New research has pointed to a 429% jump for sales of corporate login details on the darkweb, suggesting hackers will continue to look to exploiting login details from organisations for an easy pay-day.
The figures come from Arctic Wolf who published its Security operations Annual Report for the year of 2020, saying that the sale of corporate login and password information has skyrocketed in the past 12-months.
Among its key takeaways, authors of the report state that there has been a 429% increase since March of “cleartext usernames and passwords found to be exposed on the dark web.” The increase is due to the fact that there “are situations where personally identifiable information (PII), corporate credentials, and other sensitive information makes its way onto the dark web in plain text. This high-value data is bought and sold by threat actors who execute phishing, credential stuffing and brute-force attacks against the individuals and organisations.”
“This high-value data is bought and sold by threat actors who execute phishing, credential stuffing and brute-force attacks against the individuals and organisations.”
The problem is made worse by the fact that numbers from LastPass state that while 91% of respondents know they should not replicate or reuse their passwords across multiple accounts, yet, 75% continue to do so anyway.
The report also states “since March, the number of connections to open WIFI networks increased by 243 percent. Without proper controls in place, geographically dispersed workforces face increased risks of attacks on unsecured networks.”
The team at Arctic Wolf state that in light of the pandemic forcing a number of organisations to work more remotely, they have identified five key themes. They say that the “forced dispersion of the workforce has increased business email compromises,” and that “ransomware operators are becoming highly effective in targeting specific companies.”
They also state that “traditional patching timelines are no longer acceptable,” adding that “misconfigurations are leaving cloud environments vulnerable,” and concluding that it’s essential organisations “remain vigilant in the face of increasing account takeover (ATO) attacks.” The report says that on average, organisations were taking 40 days to address and patch vulnerabilities in their network.
The authors of the report note that more than one-third of cyber attacks occur in after-work hours, when attackers “look to exploit the path of least resistance, and if no one is watching, they will have hours to operate without the potential threat of true detection.”
Arctic Wolf added that in the second quarter of 2020, 35% of cyber threats detected by the firm took place between 8pm and 8am; this figure jumped from 27% the year before. “Attackers don’t respect your evenings or weekends off. In fact, they use these comparatively lax periods to their advantage.”
In terms of workforces moving to a remote means of operating, the report states that hackers are readily taking advantage of the fact that “work from anywhere actually means work from anywhere there’s connectivity.” Employees logging onto their organisation’s system via a public, unsecured network pose a significant risk when it comes to that organisation being targeted by a threat actor like a hacker.
We reported recently that the number of employees opening potentially sensitive and secretive company data on personal devices had increased 39% during the pandemic. Authors of the report say that “by connecting to an open WIFI network that a user’s device has connected to, adversaries can use these stolen session cookies to authenticate to your internal web applications and services.”
How Can You Keep Your Organisation’s Logins Safe?

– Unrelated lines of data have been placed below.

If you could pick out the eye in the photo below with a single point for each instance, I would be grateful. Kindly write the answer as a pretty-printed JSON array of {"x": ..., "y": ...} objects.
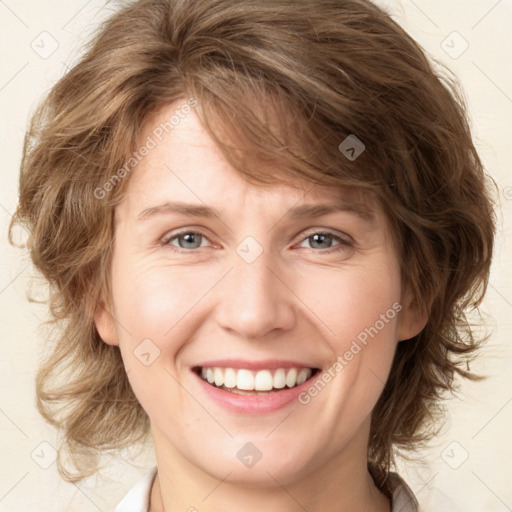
[
  {"x": 325, "y": 239},
  {"x": 186, "y": 240}
]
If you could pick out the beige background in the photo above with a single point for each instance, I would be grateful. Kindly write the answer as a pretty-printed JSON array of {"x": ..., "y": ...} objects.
[{"x": 471, "y": 461}]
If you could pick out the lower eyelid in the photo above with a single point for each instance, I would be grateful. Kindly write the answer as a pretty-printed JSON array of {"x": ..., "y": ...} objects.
[{"x": 342, "y": 242}]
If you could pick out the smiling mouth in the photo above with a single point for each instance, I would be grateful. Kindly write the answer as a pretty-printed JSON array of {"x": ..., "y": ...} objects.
[{"x": 250, "y": 382}]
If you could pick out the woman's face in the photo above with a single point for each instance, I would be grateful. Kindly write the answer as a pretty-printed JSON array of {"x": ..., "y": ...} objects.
[{"x": 209, "y": 272}]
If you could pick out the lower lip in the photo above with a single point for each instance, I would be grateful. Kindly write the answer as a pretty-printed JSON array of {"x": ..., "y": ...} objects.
[{"x": 254, "y": 404}]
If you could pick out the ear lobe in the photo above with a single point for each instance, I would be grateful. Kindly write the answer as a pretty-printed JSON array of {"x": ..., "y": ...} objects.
[
  {"x": 412, "y": 319},
  {"x": 105, "y": 325}
]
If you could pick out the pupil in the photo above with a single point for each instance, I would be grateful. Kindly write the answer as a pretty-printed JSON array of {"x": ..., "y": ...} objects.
[
  {"x": 188, "y": 237},
  {"x": 322, "y": 238}
]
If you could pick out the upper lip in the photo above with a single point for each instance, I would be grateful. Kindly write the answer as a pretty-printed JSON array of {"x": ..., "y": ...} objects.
[{"x": 265, "y": 364}]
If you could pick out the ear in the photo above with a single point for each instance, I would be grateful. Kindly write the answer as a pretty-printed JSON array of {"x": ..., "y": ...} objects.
[
  {"x": 105, "y": 324},
  {"x": 412, "y": 318}
]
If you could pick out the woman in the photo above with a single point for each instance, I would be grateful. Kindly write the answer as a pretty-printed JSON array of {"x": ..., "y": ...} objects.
[{"x": 263, "y": 223}]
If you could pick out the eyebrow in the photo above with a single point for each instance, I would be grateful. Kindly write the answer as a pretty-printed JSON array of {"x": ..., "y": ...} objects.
[{"x": 298, "y": 212}]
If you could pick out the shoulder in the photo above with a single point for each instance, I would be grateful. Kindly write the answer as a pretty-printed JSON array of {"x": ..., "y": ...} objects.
[
  {"x": 137, "y": 499},
  {"x": 404, "y": 500}
]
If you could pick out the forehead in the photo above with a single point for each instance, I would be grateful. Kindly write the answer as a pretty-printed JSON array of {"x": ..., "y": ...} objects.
[{"x": 185, "y": 165}]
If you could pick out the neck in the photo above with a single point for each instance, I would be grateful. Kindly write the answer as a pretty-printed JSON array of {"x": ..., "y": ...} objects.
[{"x": 339, "y": 484}]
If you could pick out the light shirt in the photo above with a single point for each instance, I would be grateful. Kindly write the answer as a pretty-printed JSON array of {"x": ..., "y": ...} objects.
[{"x": 137, "y": 499}]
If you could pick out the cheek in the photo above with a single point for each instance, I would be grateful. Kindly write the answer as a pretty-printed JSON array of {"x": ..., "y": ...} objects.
[
  {"x": 352, "y": 300},
  {"x": 155, "y": 298}
]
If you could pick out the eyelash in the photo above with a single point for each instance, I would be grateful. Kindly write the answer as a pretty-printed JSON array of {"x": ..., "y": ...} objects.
[{"x": 343, "y": 243}]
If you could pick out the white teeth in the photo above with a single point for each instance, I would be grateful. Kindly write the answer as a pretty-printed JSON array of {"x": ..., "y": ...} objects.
[
  {"x": 219, "y": 376},
  {"x": 230, "y": 378},
  {"x": 291, "y": 378},
  {"x": 262, "y": 380},
  {"x": 245, "y": 380},
  {"x": 302, "y": 376},
  {"x": 280, "y": 378}
]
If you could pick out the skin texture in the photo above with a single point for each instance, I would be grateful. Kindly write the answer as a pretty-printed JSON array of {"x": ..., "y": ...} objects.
[{"x": 298, "y": 300}]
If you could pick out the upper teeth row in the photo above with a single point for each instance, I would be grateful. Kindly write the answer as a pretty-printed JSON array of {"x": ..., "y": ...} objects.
[{"x": 262, "y": 380}]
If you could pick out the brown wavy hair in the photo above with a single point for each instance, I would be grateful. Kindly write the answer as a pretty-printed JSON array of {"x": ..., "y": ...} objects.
[{"x": 328, "y": 69}]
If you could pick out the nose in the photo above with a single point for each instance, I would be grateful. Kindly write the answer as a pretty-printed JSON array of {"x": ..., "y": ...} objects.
[{"x": 255, "y": 299}]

Authors of the report have listed five key strategies to maintain the integrity of your organisations data, which include:
- Acquiring visibility into dark and grey web exposures and data sales
- Using a password management system
- Leveraging multi-factor authentication for staff logins
- Disabling and deleting expired user accounts from previous employers
- Train your staff and increase their awareness of the risks of operating online and passwords
Implementing an Information Security Management System like ISO 27001 is one of the most effective ways your organisation can reduce the risk of being targeted by an unauthorised threat actor, as well as educating your employees as to the best practices around data protection, passwords and safeguarding your organisation’s potentially sensitive information, as well as the data you’re storing on your clients.